Entre les jeux de mots sur une restructuration et un plan de traitement de la dette du Sénégal (PTDS) soutenu par le ministre de l’Économie, des Finances et du Plan Cheikh Diba, les sénégalais restent dubitatifs sur leur avenir économique et les 1200 milliards FCFA obtenus . Mais avant son approbation définitive, Dakar devra notamment mettre en œuvre des mesures correctrices sur la transparence des données publiques et engager un traitement de sa dette.
Après deux ans de bras de fer, Dakar et le FMI ont conclu un accord de 2,2 milliards de dollars qui sonne comme un glas alors que le gouvernement de Bassirou Diomaye Faye avait longtemps refusé.
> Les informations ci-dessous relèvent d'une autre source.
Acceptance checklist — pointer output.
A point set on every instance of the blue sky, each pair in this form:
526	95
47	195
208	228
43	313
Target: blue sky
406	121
Lors de son point de presse, Cheikh Diba a révélé que le Sénégal et le FMI ont conclu un accord au niveau des services pour un programme de prêt de 2,2 milliards de dollars et une restructuration de la dette, soit quelques 1200 milliards de Fcfa sur une durée de trois ans.
Le Fonds monétaire international et le Sénégal sont parvenus à un accord au niveau des services pour un programme de prêt de 2,2 milliards de dollars sur trois ans qui exigera du Sénégal qu’il demande un traitement de sa dette « afin de rétablir la viabilité de la dette », a déclaré le FMI mardi, selon Reuters.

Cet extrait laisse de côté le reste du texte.